Vamos então recomeçar como se nos faltasse uma parte. Mas recomeçamos. E apesar do muito que o vírus nos veio retirar, a tendência do humano para a busca da felicidade consegue ser comovedora. Bebamos o café.
Seja bem aparecida, smile!, a ASL não escrevia nas páginas do P. há meses.
Entretanto, isto.
[…]
Mas esta crise maior das nossas
vidas é, sobretudo, um desafio a
nós próprios — a cada um de nós.
E foi por tê-lo dito de forma clara,
directa, sem subterfúgios, que
António Costa terá surpreendido
pela positiva quase toda a gente
ao anunciar as novas medidas
que irão vigorar depois do fim do
estado de emergência. Liberto
das suas habilidades e espertezas
políticas habituais — e que
constituem, de resto, uma
característica da suposta
infalibilidade do poder político,
recusando assumir fraquezas,
enganos e erros comuns a
qualquer actividade humana —,
Costa reconheceu não ter a
certeza absoluta dos passos que
estava dando e admitiu voltar
atrás se acaso verificasse que se
tinha equivocado. Ora, esta é a
linguagem que a grande maioria
das pessoas espera hoje ouvir — e
uma grande novidade e
verdadeira conquista destes
tempos de angústia e incerteza
– Vicente Jorge Silva, há dias.
Fonte: P., 3.5.2020, p. 32.
Nota. Tenho algumas boas razões para discordar com isto, nomeadamente porque considero que há distinção prévia que é necessário efectuar entre o António-quando-está-à-rasca e a persona António Costa quando incha e nos seus cornichos lhe palpita que já não precisa utilitariamente dos outros e, manhosamente, os descarta para passar rapidamente à fase seguinte sem que se perceba a existência de um rumo político em função do interesse comum (e que seja moralmente aceitável, portanto), mas assinalo mais uma vez que também este vírus anda à solta.
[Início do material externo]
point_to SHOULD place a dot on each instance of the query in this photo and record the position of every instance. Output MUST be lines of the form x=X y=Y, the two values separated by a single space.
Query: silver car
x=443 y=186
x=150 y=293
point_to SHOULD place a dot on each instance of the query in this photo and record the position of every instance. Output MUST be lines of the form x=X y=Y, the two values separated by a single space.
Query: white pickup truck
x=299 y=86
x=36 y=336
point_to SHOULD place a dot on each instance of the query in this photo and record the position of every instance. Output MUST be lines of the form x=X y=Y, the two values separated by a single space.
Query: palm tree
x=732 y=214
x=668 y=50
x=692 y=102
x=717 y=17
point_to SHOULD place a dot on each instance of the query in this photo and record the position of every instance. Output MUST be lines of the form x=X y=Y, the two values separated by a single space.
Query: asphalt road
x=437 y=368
Nota. Tomem lá isto, ó canalha* d’A Estátua de Sal.
«Cada vez que pestanejamos a realidade é sempre diferente…» – António Lacerda Sales, na SIC N (imagens de ontem). Porra, a sua verve é como o seu icónico corte de cabelo: uma beca p’ró bicuda/o!
Que tal, acham que?
Asterisco. No hard feelings, deal?
Bem observado.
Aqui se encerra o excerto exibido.